Qu'ils reposent à Jérusalem
Sur la terre de leurs pères
Au soleil d'Israël
Je veux leur dédier ce poème
Leur dire qu'ils nous sont chers
Qu'on n'oubliera jamais
Et puis, dans la même génération, il y a Johnny, eh oui. Son dernier album publié de son vivant, De l'amour, se termine par la chanson Un dimanche de janvier. Une fois de plus, c'est le rassemblement de la nation en solidarité avec les victimes qui est au cœur de ce texte signé Jeanne Cherhal et mis en musique par Yodelice.
Là
Nous avions marché en silence
Au milieu de la foule immense
Et le vent à notre place
Chantait sans fin sur la place
Mais depuis dans nos villes
Et nos villages fatigués
Oh dis-le-moi, que nous reste-t-il
Du dimanche de janvier?
On entend comme un parfum de Cabrel dans les arpèges et les accents de cette ballade. Mais c'est son côté soft et solennel qui ressort de son interprétation par Johnny à l'occasion de l'hommage populaire aux victimes des attentats un an après les faits, place de la République:
On passe à un autre style avec Nekfeu, même si son rap a finalement une saveur assez pop. Ce sont les mots qui nous intéressent et, dans le cas présent, le Bataclan n'est pas au centre du propos. Le souvenir du pire arrive incognito et on comprend tout de suite:
Je n’ai que des cauchemars et la nuit je dors mal
Car mon pote est mort là comme si c’était normal
Mon pote est mort là sans même me dire «Au revoir»

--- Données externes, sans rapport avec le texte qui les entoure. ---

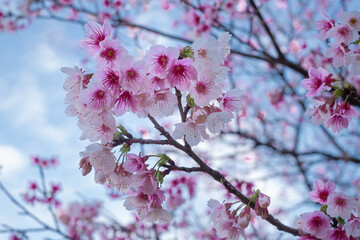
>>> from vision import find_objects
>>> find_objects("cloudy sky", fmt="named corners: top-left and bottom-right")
top-left (0, 19), bottom-right (117, 237)
top-left (0, 4), bottom-right (179, 236)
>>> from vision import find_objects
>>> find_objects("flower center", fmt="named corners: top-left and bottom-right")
top-left (158, 55), bottom-right (168, 66)
top-left (198, 49), bottom-right (208, 58)
top-left (126, 68), bottom-right (138, 81)
top-left (172, 65), bottom-right (185, 78)
top-left (100, 48), bottom-right (117, 61)
top-left (338, 27), bottom-right (349, 36)
top-left (350, 18), bottom-right (358, 26)
top-left (95, 90), bottom-right (105, 99)
top-left (196, 83), bottom-right (206, 93)
top-left (336, 198), bottom-right (345, 207)
top-left (312, 217), bottom-right (321, 227)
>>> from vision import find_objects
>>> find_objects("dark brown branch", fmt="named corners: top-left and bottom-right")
top-left (248, 0), bottom-right (284, 60)
top-left (112, 137), bottom-right (171, 148)
top-left (175, 88), bottom-right (187, 122)
top-left (0, 181), bottom-right (73, 240)
top-left (147, 115), bottom-right (300, 237)
top-left (222, 130), bottom-right (360, 164)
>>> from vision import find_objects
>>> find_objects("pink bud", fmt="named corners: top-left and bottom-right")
top-left (258, 193), bottom-right (270, 208)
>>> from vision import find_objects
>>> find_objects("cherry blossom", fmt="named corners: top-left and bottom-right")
top-left (338, 11), bottom-right (360, 31)
top-left (309, 179), bottom-right (335, 204)
top-left (301, 67), bottom-right (332, 98)
top-left (166, 58), bottom-right (197, 91)
top-left (299, 211), bottom-right (331, 239)
top-left (78, 82), bottom-right (113, 113)
top-left (344, 216), bottom-right (360, 238)
top-left (327, 192), bottom-right (356, 219)
top-left (79, 20), bottom-right (112, 55)
top-left (189, 70), bottom-right (222, 106)
top-left (97, 39), bottom-right (126, 68)
top-left (144, 45), bottom-right (179, 77)
top-left (327, 24), bottom-right (354, 45)
top-left (173, 119), bottom-right (209, 146)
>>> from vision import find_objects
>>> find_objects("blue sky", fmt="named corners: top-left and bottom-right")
top-left (0, 19), bottom-right (117, 237)
top-left (0, 8), bottom-right (178, 238)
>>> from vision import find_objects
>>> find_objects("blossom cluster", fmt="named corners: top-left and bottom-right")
top-left (166, 176), bottom-right (196, 209)
top-left (57, 201), bottom-right (101, 240)
top-left (302, 11), bottom-right (360, 133)
top-left (61, 19), bottom-right (241, 224)
top-left (208, 190), bottom-right (270, 240)
top-left (22, 156), bottom-right (61, 207)
top-left (296, 179), bottom-right (360, 240)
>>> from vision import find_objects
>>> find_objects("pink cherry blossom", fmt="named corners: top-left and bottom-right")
top-left (219, 88), bottom-right (242, 112)
top-left (328, 227), bottom-right (349, 240)
top-left (305, 100), bottom-right (331, 126)
top-left (144, 45), bottom-right (179, 77)
top-left (93, 67), bottom-right (120, 95)
top-left (79, 110), bottom-right (117, 144)
top-left (238, 207), bottom-right (251, 228)
top-left (207, 199), bottom-right (225, 224)
top-left (215, 218), bottom-right (244, 240)
top-left (338, 102), bottom-right (359, 121)
top-left (345, 48), bottom-right (360, 75)
top-left (97, 38), bottom-right (125, 67)
top-left (166, 189), bottom-right (185, 209)
top-left (148, 75), bottom-right (169, 90)
top-left (123, 153), bottom-right (148, 173)
top-left (173, 119), bottom-right (209, 146)
top-left (166, 58), bottom-right (197, 91)
top-left (325, 43), bottom-right (348, 68)
top-left (61, 66), bottom-right (90, 103)
top-left (79, 82), bottom-right (113, 113)
top-left (189, 70), bottom-right (222, 106)
top-left (327, 192), bottom-right (356, 219)
top-left (327, 24), bottom-right (354, 45)
top-left (119, 55), bottom-right (147, 93)
top-left (344, 216), bottom-right (360, 238)
top-left (309, 179), bottom-right (335, 204)
top-left (300, 211), bottom-right (331, 239)
top-left (79, 20), bottom-right (112, 55)
top-left (107, 165), bottom-right (132, 193)
top-left (79, 157), bottom-right (92, 176)
top-left (113, 90), bottom-right (138, 116)
top-left (339, 11), bottom-right (360, 31)
top-left (146, 207), bottom-right (172, 223)
top-left (301, 67), bottom-right (332, 98)
top-left (258, 192), bottom-right (270, 208)
top-left (148, 189), bottom-right (166, 208)
top-left (205, 109), bottom-right (232, 134)
top-left (326, 110), bottom-right (350, 134)
top-left (147, 89), bottom-right (177, 117)
top-left (132, 170), bottom-right (158, 195)
top-left (316, 12), bottom-right (335, 40)
top-left (80, 143), bottom-right (116, 174)
top-left (123, 192), bottom-right (148, 211)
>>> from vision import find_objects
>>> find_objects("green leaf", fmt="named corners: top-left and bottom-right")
top-left (186, 94), bottom-right (196, 108)
top-left (353, 37), bottom-right (360, 45)
top-left (333, 89), bottom-right (343, 98)
top-left (117, 125), bottom-right (128, 134)
top-left (179, 46), bottom-right (194, 59)
top-left (155, 171), bottom-right (164, 184)
top-left (120, 144), bottom-right (130, 153)
top-left (320, 205), bottom-right (328, 214)
top-left (337, 216), bottom-right (345, 226)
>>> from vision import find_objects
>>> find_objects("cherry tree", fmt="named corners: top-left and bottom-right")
top-left (0, 0), bottom-right (359, 239)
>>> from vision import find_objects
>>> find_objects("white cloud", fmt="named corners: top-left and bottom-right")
top-left (0, 145), bottom-right (26, 179)
top-left (35, 43), bottom-right (64, 72)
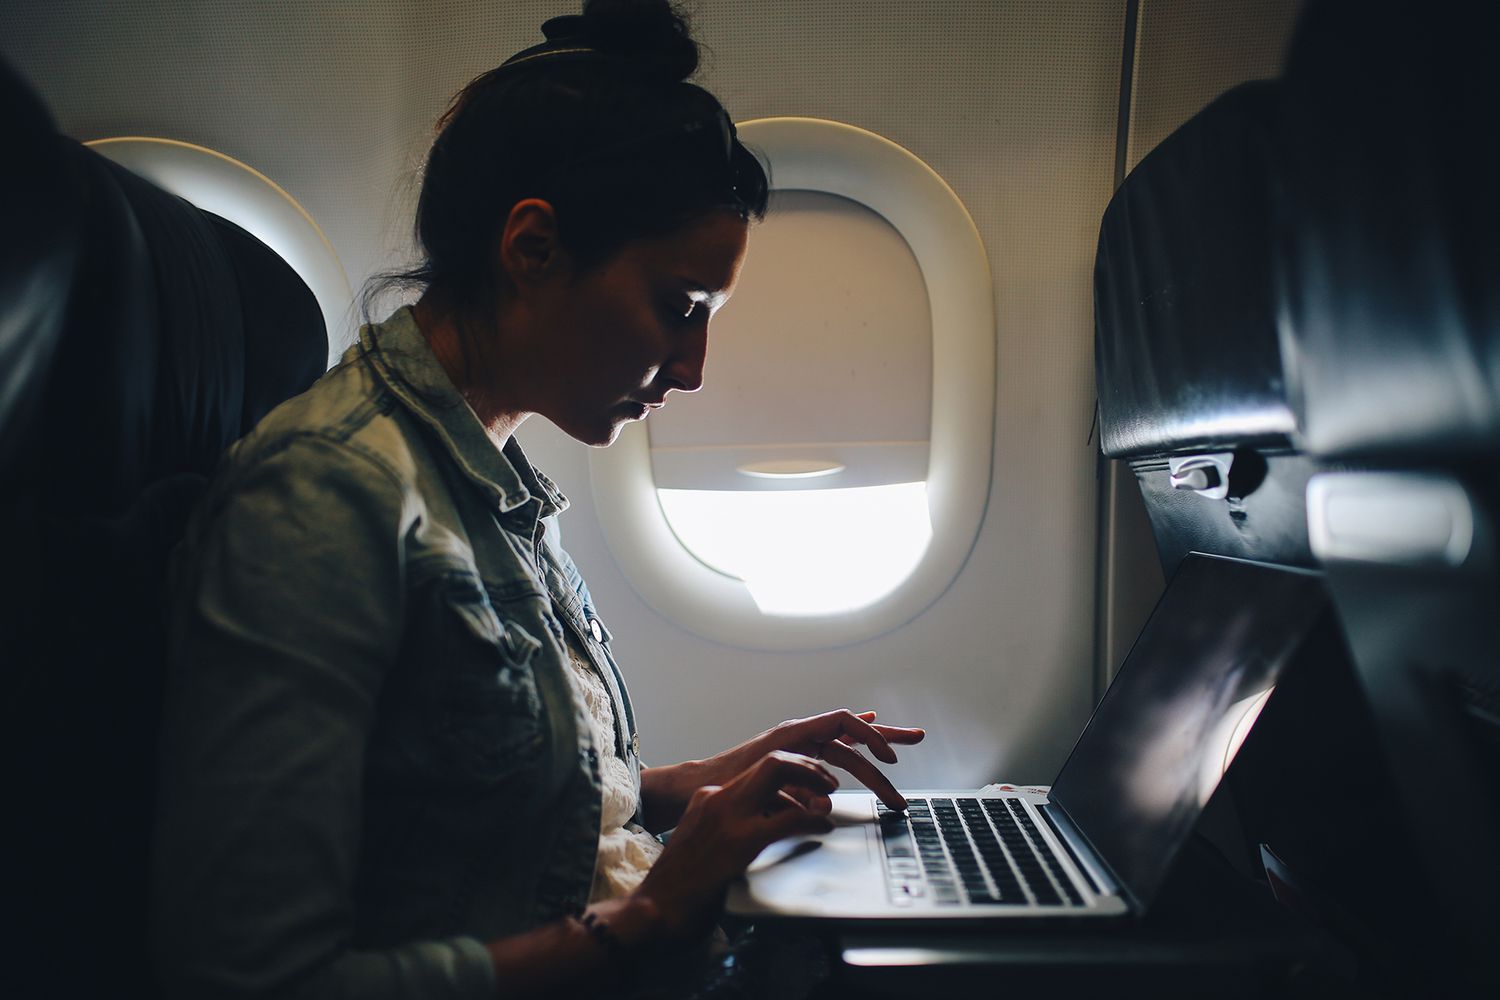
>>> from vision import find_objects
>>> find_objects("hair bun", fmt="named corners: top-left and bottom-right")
top-left (548, 0), bottom-right (698, 82)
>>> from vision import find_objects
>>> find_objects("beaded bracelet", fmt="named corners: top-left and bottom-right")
top-left (577, 908), bottom-right (630, 969)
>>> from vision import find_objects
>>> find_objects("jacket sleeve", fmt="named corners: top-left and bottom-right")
top-left (151, 433), bottom-right (496, 1000)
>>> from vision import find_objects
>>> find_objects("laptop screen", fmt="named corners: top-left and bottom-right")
top-left (1049, 554), bottom-right (1326, 909)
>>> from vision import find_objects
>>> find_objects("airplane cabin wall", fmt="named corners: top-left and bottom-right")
top-left (546, 1), bottom-right (1126, 786)
top-left (2, 1), bottom-right (1299, 787)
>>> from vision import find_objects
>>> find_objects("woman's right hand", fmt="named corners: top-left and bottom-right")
top-left (632, 750), bottom-right (839, 940)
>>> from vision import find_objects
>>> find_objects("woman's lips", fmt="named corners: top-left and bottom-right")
top-left (620, 397), bottom-right (666, 421)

Et, de son propre mot, un peu comme Johnny, il se fait «à l'idée». Tout en y posant son regard politique, qu'on pourra partager ou non. Là n'est pas l'important.
Vient le torturé et tendre Saez, et c'est du lourd, du très lourd.
Je suis la France puis nous sommes les enfants du libre
Ici ça fait longtemps qu'on brûle plus les livres
Des violences, enfants de nos sociétés malades
De nos arts pris sous les terreurs des fusillades
A Cabu, à Tignous, à Charb, à Wolinski
A tous les autres et puis aux fils de mon pays
A nos enfants, misère, qui savent même plus lire
Il est temps mon pays, oui, de redevenir
Sur fond d'un piano et d'un cuivre, la voix de Louane ne fait même plus penser à La Famille Bélier. Un exemple parfait de la difficulté à définir clairement la différence entre la variétoche et la grande chanson française. Restent ici le thème, grave, et le traitement, doux. Les mots, directs et efficaces. Racine et Trenet sont même cités quelque part.
A ceux qui se sont battus
Pour que Paris reste libre
Que Paris reste Paris
La tête haute
On garde les trois dernières lettres du nom précédent et on débouche sur Slimane, autre chanteur à succès dans la veine variété française du moment.
Alors on danse encore
Sur les mêmes musiques, les mêmes pas
On s'embrasse encore plus fort
Comme si c'était là la dernière fois
Aussi loin que tu pars
Ton sourire en écho
Ton sourire en écho
Reste là sur ma peau
Et ça fonctionne, ça prend, car décidément toutes les chansons écoutées pour cette liste, où il a fallu faire des choix, ont des choses à nous dire et des émotions à nous procurer. Non? En tout cas, je peine à imaginer meilleurs moyens que l'art et le verbe pour incarner la continuité et l'affirmation de la vie et des valeurs occidentales.